The Mudcat Café TM
Thread #80064 Message #2450273
Posted By: Joe Offer
25-Sep-08 - 05:38 PM
Thread Name: Origins: The Backwoodsman/I Woke up One Morning
Subject: ADD Version: The Green Mountain Boys
GREEN MOUNTAIN BOYS
It was on one Monday morning
In eighteen hundred and seventy-five,
I thought myself quite happy
To find myself alive.
I harnessed up my horses,
My business to pursue,
And I went to hauling cordwood
As I always used to do.
The taverns being opened
And the whisky running free,
As soon as one glass was empty
Another was filled for me.
Instead of hauling eight loads
I didn't haul but four,
For I got so very drunk
That I couldn't haul no more.
It was there I met my old companion—
Her name I will not tell.
She told me that night
Where the dance was to be held.
'Twas hard to be persuaded,
But with her I did agree
For to meet her there that night
Where the fiddler was to be.
I took my saddle on my arm
And I traveled to the barn.
I saddled up old Gray,
Not thinking of any harm.
I saddled up old Gray
And I rode away so quick
That I hadn't scarcely thought
Before I reached Greenland ville.
My father followed after me
As I heard the people say.
He must have had a pile of tail,
He never found the way.
He peeked through every keyhole
Where he could spy a light
'Til his old grey locks were wet
By the dew of the night.
Fourteen of the Green Mountain boys
Were up on the floor to dance,
As many of the prettiest girls
That ever sailed from France.
The fiddler, being Irish
And his elbow being strong,
He played the grounds of Ireland
For five hours long.
"It's past five o'clock, boys,
We've all danced enough.
Our pockets are empty
Making change those old cuffs.
We'll go home to our plows, boys,
We'll whistle, dance and sing
And we never shall be caught
In such a drunken scrape again.
"Come all ye good old women
Who tattle-tale about,
Don't add anything to this
For it's bad enough without.
Don't add anything to this
Or try to raise a fuss,
For you're guilty of the same
And perhaps a great deal worse."
Source: Vermont Folk-Songs & Ballads, edited by Helen Hartness Flanders & George Brown (1931), pages 43-45
Notes:MR. PAUL LORETTE of Manchester Center, Vermont, when questioned as to the authorship of this apparently Vermont production, said that three or four of the men in the camp (Chaffee Lumber Camp, Rutland-Chittenden) got together and made up the story.
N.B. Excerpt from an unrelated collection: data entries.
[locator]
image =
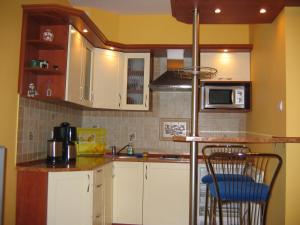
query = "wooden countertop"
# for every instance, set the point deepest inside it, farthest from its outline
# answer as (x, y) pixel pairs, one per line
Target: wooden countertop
(84, 163)
(239, 138)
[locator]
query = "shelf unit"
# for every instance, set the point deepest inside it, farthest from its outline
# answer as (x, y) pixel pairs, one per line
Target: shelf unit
(50, 81)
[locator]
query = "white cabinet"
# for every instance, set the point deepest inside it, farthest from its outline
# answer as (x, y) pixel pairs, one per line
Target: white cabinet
(135, 90)
(98, 197)
(231, 66)
(166, 194)
(107, 79)
(121, 80)
(79, 69)
(127, 192)
(70, 198)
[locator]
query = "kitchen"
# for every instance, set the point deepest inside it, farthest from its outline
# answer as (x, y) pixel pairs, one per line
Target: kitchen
(279, 86)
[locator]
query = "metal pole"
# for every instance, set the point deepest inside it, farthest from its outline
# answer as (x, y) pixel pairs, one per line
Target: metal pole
(193, 210)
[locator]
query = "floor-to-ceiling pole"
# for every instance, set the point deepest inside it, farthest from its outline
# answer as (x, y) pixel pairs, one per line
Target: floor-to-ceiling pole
(193, 210)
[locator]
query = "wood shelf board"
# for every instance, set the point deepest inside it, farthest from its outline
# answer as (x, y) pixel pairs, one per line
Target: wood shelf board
(236, 138)
(135, 91)
(46, 45)
(41, 71)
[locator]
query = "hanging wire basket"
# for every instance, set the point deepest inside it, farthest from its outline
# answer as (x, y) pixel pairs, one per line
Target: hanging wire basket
(202, 72)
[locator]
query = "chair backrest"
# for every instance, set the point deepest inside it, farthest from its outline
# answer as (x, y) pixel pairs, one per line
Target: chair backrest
(210, 149)
(244, 178)
(263, 168)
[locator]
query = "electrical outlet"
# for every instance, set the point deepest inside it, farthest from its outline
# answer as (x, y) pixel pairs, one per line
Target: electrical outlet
(132, 136)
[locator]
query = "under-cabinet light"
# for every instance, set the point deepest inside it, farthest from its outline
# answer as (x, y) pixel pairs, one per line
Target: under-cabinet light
(262, 10)
(217, 10)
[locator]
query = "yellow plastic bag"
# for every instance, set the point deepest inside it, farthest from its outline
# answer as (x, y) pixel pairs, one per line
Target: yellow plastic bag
(91, 140)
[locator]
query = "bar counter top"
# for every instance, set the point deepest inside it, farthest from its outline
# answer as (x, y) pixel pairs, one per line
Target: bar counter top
(84, 163)
(238, 138)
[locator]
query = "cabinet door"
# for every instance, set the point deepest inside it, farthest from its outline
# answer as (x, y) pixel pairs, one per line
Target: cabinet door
(136, 80)
(87, 74)
(70, 198)
(166, 194)
(127, 192)
(106, 74)
(74, 66)
(108, 190)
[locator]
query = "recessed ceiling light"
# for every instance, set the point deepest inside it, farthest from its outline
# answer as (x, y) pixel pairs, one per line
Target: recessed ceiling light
(217, 10)
(262, 10)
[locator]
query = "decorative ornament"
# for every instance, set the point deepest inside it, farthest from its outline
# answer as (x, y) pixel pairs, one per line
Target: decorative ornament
(48, 35)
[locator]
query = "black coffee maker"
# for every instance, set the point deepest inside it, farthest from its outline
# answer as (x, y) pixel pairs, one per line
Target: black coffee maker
(68, 136)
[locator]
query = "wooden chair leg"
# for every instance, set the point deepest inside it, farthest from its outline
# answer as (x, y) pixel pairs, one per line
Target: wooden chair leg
(206, 205)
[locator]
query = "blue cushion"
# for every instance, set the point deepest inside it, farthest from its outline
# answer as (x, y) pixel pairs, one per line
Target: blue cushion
(240, 191)
(208, 179)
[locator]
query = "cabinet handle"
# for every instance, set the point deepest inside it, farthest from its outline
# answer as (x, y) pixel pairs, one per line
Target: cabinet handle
(81, 93)
(146, 97)
(120, 100)
(146, 173)
(88, 189)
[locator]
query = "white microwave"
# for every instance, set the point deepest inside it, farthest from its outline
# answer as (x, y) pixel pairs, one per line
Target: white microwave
(225, 96)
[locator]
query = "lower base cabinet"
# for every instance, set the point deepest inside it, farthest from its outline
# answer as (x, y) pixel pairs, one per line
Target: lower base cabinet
(65, 198)
(151, 193)
(166, 194)
(127, 192)
(70, 197)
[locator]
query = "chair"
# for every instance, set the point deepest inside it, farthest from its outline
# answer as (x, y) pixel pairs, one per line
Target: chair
(208, 179)
(243, 202)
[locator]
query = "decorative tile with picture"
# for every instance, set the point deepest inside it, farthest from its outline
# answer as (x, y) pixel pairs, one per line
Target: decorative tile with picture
(173, 127)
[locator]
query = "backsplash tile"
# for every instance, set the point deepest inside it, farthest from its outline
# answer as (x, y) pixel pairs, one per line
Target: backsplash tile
(36, 121)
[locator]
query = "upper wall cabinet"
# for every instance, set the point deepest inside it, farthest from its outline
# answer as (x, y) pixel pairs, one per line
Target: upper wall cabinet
(121, 80)
(231, 66)
(107, 78)
(79, 69)
(135, 94)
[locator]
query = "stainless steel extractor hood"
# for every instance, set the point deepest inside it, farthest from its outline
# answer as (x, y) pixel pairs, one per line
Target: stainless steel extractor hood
(171, 81)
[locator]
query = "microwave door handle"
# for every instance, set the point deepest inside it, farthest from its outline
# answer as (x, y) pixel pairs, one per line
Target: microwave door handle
(232, 96)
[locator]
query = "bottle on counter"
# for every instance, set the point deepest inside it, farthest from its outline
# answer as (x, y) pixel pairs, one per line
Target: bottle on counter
(130, 149)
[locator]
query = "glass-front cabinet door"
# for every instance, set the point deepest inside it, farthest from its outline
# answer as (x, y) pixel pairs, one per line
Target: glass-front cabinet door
(137, 73)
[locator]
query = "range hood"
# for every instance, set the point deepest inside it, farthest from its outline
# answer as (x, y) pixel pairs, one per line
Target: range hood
(171, 80)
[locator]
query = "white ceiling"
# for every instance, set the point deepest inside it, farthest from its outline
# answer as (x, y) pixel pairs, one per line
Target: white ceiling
(128, 6)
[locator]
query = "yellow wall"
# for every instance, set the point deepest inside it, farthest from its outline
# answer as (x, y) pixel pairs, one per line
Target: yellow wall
(292, 114)
(107, 22)
(268, 85)
(275, 76)
(162, 29)
(10, 21)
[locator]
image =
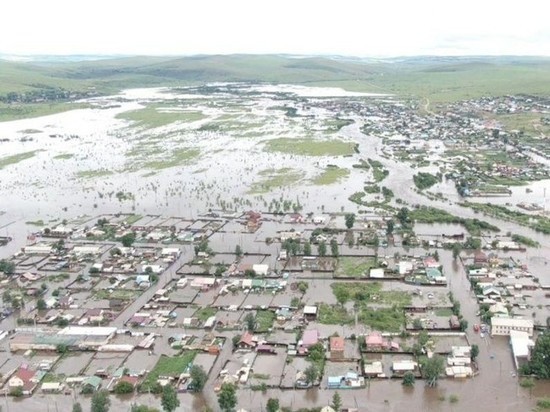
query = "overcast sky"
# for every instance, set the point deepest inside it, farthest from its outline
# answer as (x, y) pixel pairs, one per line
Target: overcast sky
(345, 27)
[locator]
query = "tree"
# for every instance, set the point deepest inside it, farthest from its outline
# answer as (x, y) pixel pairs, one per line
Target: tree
(250, 321)
(238, 251)
(403, 216)
(322, 248)
(272, 405)
(123, 387)
(342, 295)
(474, 352)
(336, 402)
(128, 239)
(41, 304)
(389, 227)
(307, 249)
(227, 397)
(539, 365)
(7, 267)
(100, 401)
(432, 368)
(456, 250)
(143, 408)
(408, 379)
(199, 377)
(350, 220)
(334, 247)
(169, 400)
(311, 373)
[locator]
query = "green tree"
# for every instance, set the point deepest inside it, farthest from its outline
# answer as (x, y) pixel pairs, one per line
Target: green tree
(100, 401)
(336, 402)
(322, 248)
(227, 397)
(41, 304)
(143, 408)
(408, 379)
(307, 249)
(199, 377)
(350, 220)
(334, 247)
(390, 225)
(123, 387)
(432, 368)
(474, 351)
(169, 400)
(311, 373)
(272, 405)
(238, 251)
(128, 239)
(342, 295)
(456, 250)
(250, 321)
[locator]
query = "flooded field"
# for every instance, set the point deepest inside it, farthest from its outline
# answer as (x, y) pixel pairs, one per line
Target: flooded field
(234, 147)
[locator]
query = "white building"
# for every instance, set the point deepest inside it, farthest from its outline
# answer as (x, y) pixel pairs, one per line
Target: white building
(501, 326)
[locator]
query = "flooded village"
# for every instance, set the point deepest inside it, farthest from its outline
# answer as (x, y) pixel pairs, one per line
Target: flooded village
(335, 243)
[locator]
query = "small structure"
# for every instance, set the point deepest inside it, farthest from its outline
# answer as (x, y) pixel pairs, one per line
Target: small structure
(501, 326)
(337, 345)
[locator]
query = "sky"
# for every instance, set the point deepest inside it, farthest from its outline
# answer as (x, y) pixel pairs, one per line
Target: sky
(360, 28)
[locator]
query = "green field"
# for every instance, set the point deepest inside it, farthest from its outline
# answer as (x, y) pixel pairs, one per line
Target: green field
(310, 147)
(275, 178)
(330, 175)
(156, 116)
(14, 159)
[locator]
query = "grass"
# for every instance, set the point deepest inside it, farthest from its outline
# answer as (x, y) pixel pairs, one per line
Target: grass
(30, 110)
(204, 313)
(275, 178)
(154, 116)
(355, 267)
(310, 147)
(178, 157)
(537, 222)
(334, 315)
(64, 156)
(14, 159)
(428, 214)
(92, 174)
(125, 295)
(330, 175)
(383, 319)
(169, 366)
(264, 320)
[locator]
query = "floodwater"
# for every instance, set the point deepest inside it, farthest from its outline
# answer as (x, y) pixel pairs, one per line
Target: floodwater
(50, 188)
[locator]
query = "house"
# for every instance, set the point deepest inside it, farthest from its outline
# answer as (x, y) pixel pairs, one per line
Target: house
(348, 381)
(309, 338)
(480, 258)
(337, 345)
(454, 322)
(375, 342)
(377, 273)
(92, 381)
(373, 370)
(247, 341)
(521, 347)
(399, 367)
(310, 312)
(501, 326)
(23, 378)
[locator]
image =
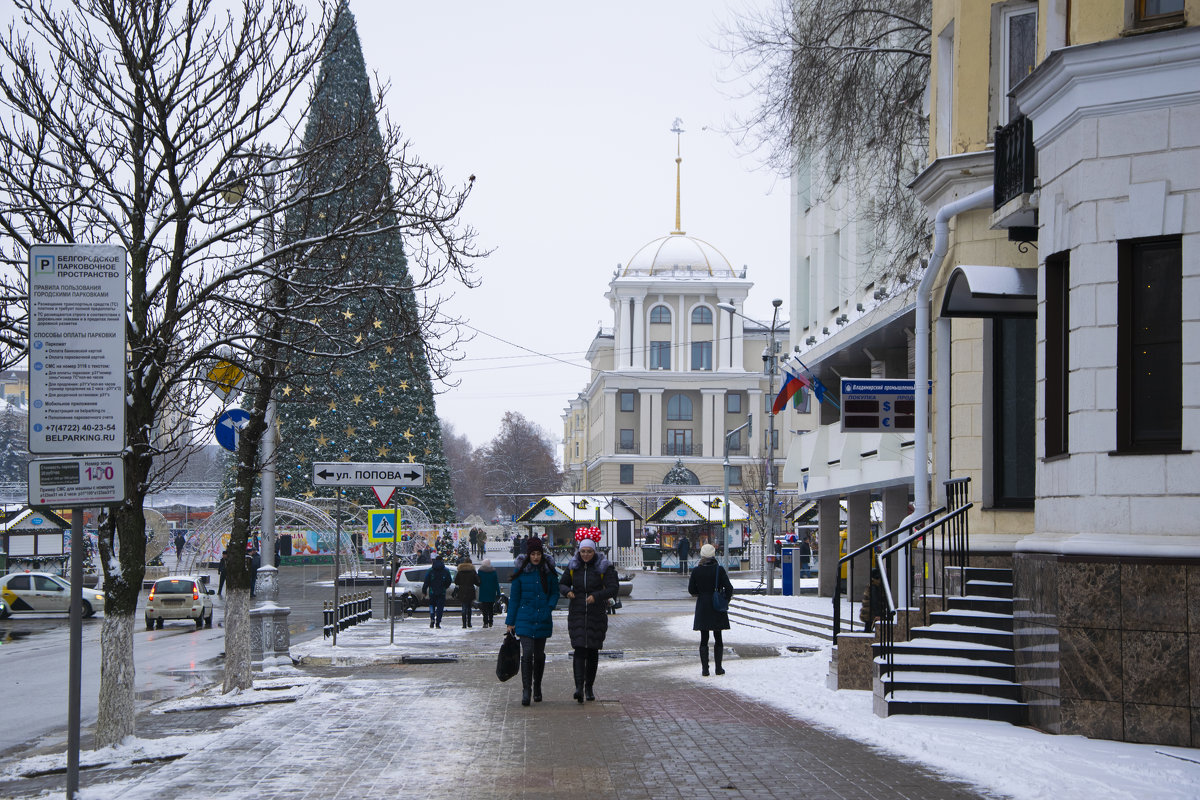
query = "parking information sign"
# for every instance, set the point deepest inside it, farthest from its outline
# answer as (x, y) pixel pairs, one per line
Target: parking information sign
(77, 349)
(879, 404)
(76, 481)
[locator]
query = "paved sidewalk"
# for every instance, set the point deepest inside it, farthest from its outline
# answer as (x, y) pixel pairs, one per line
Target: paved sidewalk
(388, 729)
(453, 731)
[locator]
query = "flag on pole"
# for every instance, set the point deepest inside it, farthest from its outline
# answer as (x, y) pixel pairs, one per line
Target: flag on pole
(796, 378)
(792, 384)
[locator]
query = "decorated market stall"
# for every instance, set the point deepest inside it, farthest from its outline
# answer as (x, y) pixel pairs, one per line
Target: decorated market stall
(700, 518)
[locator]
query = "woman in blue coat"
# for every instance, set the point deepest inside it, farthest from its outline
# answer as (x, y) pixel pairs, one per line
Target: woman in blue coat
(532, 597)
(489, 590)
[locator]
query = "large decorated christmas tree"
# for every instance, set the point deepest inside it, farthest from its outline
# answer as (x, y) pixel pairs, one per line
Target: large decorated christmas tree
(358, 385)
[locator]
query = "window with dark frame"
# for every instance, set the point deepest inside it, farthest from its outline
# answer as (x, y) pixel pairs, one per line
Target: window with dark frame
(1014, 359)
(660, 355)
(1158, 11)
(1150, 344)
(679, 407)
(678, 441)
(1057, 359)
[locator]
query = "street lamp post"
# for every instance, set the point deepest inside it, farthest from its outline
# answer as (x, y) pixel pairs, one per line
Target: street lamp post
(749, 428)
(271, 641)
(767, 573)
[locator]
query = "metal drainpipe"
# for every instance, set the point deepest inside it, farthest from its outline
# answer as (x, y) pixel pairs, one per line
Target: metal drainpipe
(924, 292)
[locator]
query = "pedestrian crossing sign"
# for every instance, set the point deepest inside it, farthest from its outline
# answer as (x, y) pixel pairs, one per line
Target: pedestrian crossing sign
(383, 524)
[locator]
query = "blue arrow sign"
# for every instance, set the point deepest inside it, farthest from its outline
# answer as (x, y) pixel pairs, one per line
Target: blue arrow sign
(229, 425)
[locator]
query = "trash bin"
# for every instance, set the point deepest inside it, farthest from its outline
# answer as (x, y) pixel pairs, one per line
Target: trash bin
(789, 570)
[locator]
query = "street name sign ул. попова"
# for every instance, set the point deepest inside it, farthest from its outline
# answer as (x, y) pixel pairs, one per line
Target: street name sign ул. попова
(367, 474)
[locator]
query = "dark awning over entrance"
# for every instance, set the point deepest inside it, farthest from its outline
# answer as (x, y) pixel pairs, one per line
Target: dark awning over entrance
(976, 290)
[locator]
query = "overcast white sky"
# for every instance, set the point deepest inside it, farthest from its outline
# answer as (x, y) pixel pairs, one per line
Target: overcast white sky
(563, 110)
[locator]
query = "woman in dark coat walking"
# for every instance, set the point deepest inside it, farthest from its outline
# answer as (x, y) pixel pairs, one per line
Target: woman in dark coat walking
(533, 595)
(489, 590)
(588, 581)
(706, 578)
(466, 578)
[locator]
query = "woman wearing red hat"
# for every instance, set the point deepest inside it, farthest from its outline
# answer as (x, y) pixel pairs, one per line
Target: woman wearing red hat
(588, 581)
(532, 597)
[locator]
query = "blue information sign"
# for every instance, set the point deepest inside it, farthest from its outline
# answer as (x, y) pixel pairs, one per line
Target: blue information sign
(229, 425)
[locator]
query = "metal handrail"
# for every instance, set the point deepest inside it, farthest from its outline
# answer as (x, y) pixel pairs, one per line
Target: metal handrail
(849, 559)
(954, 521)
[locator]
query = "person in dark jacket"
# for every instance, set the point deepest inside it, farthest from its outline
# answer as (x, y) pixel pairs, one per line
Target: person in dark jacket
(435, 587)
(706, 578)
(221, 569)
(533, 595)
(682, 547)
(873, 601)
(253, 560)
(588, 581)
(466, 579)
(489, 591)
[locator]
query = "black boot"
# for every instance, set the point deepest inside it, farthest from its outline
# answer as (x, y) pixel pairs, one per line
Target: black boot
(589, 675)
(526, 680)
(539, 667)
(579, 667)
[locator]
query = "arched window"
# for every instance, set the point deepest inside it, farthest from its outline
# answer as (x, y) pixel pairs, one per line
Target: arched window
(679, 407)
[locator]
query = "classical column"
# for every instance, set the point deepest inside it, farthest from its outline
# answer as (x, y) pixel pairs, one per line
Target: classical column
(640, 355)
(651, 420)
(858, 533)
(828, 527)
(895, 509)
(754, 397)
(609, 440)
(712, 416)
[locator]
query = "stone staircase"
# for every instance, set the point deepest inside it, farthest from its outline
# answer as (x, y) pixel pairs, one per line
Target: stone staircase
(963, 662)
(745, 609)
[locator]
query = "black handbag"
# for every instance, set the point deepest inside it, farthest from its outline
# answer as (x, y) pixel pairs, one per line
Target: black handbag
(508, 662)
(720, 602)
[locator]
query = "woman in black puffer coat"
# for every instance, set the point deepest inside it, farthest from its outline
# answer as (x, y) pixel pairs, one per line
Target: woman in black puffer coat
(707, 578)
(588, 581)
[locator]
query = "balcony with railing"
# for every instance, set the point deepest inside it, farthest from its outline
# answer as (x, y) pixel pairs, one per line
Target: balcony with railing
(1014, 173)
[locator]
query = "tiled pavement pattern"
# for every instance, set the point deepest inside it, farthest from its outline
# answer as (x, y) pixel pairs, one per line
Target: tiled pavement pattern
(453, 731)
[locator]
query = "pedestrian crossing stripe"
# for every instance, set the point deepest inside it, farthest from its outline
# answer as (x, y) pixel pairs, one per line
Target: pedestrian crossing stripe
(382, 525)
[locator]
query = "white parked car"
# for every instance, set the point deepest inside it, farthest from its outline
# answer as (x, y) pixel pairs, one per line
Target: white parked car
(40, 593)
(179, 596)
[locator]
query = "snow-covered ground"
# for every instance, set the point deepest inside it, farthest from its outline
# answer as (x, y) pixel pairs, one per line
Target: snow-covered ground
(1017, 762)
(996, 757)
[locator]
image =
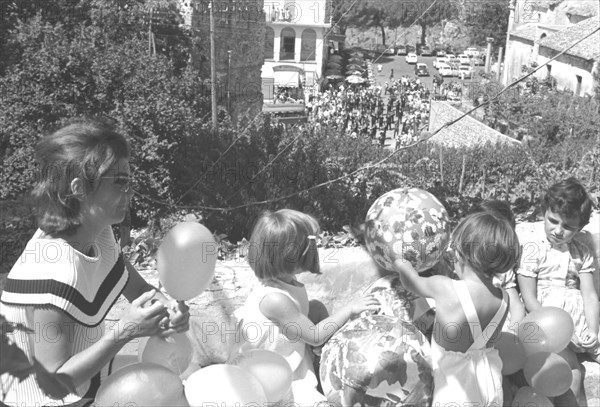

What one wouldn't think of, another would fill in. He had never since heard the song sung by anyone else. Mr. Franz Rickaby has discovered portions of this ballad in Grand Forks, North Dakota. He has included it as THE BACKWOODSMAN in his highly entertaining collection BALLADS AND SONGS OF THE SHANTY-BOY. It is also in the Barry collection. Both latter versions have the date of the events "1805" instead of "1875."